Basın özgürlüğü ile kişilik değerlerinin karşı karşıya geldiği durumlarda; hukuk düzeninin çatışan iki değeri aynı zamanda koruma altına alması düşünülemez. Bu iki değerden birinin diğerine üstün tutulması gerektiği, bunun sonucunda da, daha az üstün olan yararın daha çok üstün tutulması gereken yarar karşısında o olayda ve o an için korumasız kalmasının uygunluğu kabul edilecektir. Bunun için temel ölçüt kamu yararıdır. Gerek yazılı ve gerekse görsel basın bu işlevini yerine getirirken, özellikle yayının gerçek olmasını, kamu yararı bulunmasını, toplumsal ilginin varlığını, konunun güncelliğini gözetmeli, haberi verirken özle biçim arasındaki dengeyi de korumalıdır. Yine basın, objektif sınırlar içinde kalmak suretiyle yayın yapmalıdır. O anda ve görünürde var olup da sonradan gerçek olmadığı anlaşılan olayların yayınından da basın sorumlu tutulmamalıdır.
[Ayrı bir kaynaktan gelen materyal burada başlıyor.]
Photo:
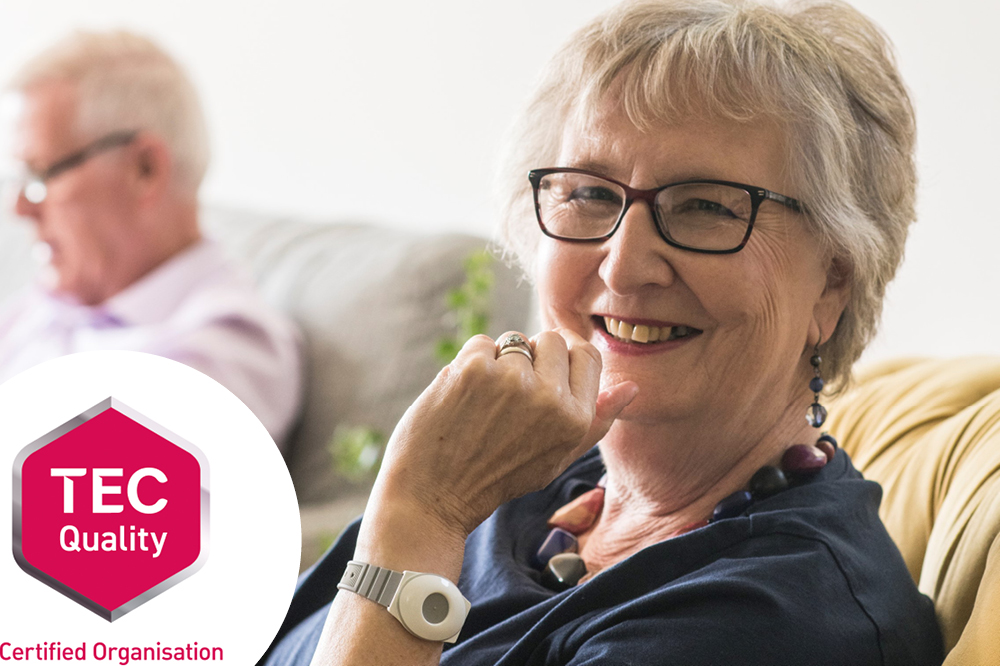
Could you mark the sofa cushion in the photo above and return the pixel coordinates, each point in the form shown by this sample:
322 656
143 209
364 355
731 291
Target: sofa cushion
929 432
372 306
Dava konusu ... Gazetesi"nin 20/07/2006 günlü sayısında yer alan "Komutanı lüx daire yaktı" başlıklı haberde, bir şikayetin hasıraltı edilmesi ile ilgili olarak davacı hakkında soruşturma başlatıldığı ve bununla bağlantılı iddialar anlatılmıştır.Dosyada bulunan Orman Bakanlığı Teftiş Kurulu"nun 25/10/2000 tarihli inceleme raporu, davacı hakkındaki İl İdare Kurulu"nun 04/01/2007 günlü kararı, Bölge İdare Mahkemesi"nin 21/03/2007 tarihli, Kara Kuvvetleri Komutanlığı Askeri Savcılığının 25/08/2006 tarihli ve savcılığın 08/05/2008 tarihli davacı hakkındaki kararları gözetildiğinde, dava konusu haberin resmi mercilerce başlatılan bu soruşturmalardaki bilgilere dayalı olarak yapıldığı anlaşılmaktadır. Haber bu haliyle habercilik ilkelerine uygun olup, mahkemece davanın reddi gerekirken kısmen kabul edilmiş olması bozmayı gerektirmiştir.
SONUÇ: Temyiz olunan kararın yukarıda gösterilen nedenle davalılar yararına BOZULMASINA, bozma nedenine göre davacının temyiz itirazlarının şimdiden incelenmesine yer olmadığına ve temyiz eden davalılar yararına takdir olunan 900,00 TL duruşma avukatlık ücretinin davacıya yükletilmesine, davalılardan peşin alınan harcın istek halinde geri verilmesine 24/01/2012 gününde oybirliğiyle karar verildi.